Moya afirmó que su decisión de dimitir facilitaría los esfuerzos de investigación de las autoridades mexicanas.
Una acusación formal alega que una facción del Cartel de Sinaloa, conocida como Los Chapitos, robó papeletas e intimidó a candidatos de la oposición para ayudar a Moya a ganar las elecciones a gobernador en 2021.
A cambio de su apoyo, se alega que Moya ayudó a colocar a otras personas alineadas con Los Chapitos —incluidos varios de sus coacusados— en cargos en todo el gobierno estatal y local de Sinaloa. Según el Departamento de Justicia de EE. UU., Moya y estos otros funcionarios actuales y antiguos están acusados de abusar de su autoridad para facilitar las operaciones de tráfico de drogas del cártel. La acusación alega que Moya y sus coacusados, conjuntamente, "poseyeron armas de fuego a sabiendas y ayudaron e incitaron al uso, porte y posesión de armas de fuego" para promover esta actividad de tráfico de drogas.
El año pasado, el gobierno federal de EE. UU. designó al cártel de Sinaloa como organización terrorista extranjera.
"El cártel de Sinaloa no solo trafica con drogas letales; es una organización designada como terrorista que se basa en la corrupción y el soborno para impulsar la violencia y obtener beneficios", declaró el 30 de abril Terrance Cole, administrador de la Agencia Antidrogas de EE. UU. (DEA).

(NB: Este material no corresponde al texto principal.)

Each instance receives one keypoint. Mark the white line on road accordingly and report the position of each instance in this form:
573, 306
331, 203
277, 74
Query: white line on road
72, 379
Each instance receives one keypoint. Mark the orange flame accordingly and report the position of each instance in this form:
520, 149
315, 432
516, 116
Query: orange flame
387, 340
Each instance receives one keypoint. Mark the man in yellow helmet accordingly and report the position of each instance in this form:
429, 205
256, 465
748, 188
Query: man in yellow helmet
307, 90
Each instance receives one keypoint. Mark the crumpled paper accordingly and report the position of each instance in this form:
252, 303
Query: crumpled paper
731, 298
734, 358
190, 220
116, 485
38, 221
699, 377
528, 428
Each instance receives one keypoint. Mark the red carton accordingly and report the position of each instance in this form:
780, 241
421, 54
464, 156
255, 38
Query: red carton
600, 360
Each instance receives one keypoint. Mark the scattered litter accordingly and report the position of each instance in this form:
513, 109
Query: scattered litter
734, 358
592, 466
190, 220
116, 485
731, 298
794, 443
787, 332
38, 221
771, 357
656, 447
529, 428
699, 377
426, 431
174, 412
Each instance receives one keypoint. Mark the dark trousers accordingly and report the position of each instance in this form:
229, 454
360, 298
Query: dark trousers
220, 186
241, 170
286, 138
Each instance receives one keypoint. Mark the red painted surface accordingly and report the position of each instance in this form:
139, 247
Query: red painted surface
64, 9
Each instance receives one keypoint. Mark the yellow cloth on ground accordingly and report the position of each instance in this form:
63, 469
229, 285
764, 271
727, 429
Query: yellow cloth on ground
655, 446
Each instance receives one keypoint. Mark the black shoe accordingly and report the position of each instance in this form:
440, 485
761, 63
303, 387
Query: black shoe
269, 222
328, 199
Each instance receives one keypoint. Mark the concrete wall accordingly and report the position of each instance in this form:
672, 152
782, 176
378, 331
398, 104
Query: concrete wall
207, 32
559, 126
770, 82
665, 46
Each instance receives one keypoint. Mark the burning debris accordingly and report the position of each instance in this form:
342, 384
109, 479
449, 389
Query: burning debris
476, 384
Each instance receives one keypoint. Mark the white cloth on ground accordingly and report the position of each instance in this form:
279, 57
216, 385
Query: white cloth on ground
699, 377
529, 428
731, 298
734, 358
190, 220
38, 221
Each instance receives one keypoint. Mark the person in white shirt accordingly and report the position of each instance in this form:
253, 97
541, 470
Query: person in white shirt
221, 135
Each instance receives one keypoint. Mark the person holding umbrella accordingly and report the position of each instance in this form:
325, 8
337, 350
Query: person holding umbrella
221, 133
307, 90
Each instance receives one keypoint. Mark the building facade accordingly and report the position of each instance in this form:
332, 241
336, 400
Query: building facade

"Esta acusación pone al descubierto un esfuerzo deliberado por socavar las instituciones públicas y poner en peligro vidas estadounidenses".
Otro acusado, el excomandante de la policía de Culiacán Juan Valanzuela Milian, se enfrenta a dos cargos adicionales en relación con el secuestro y la muerte de un informante confidencial de la DEA llamado Alexander Meza León, y de uno de los familiares de León.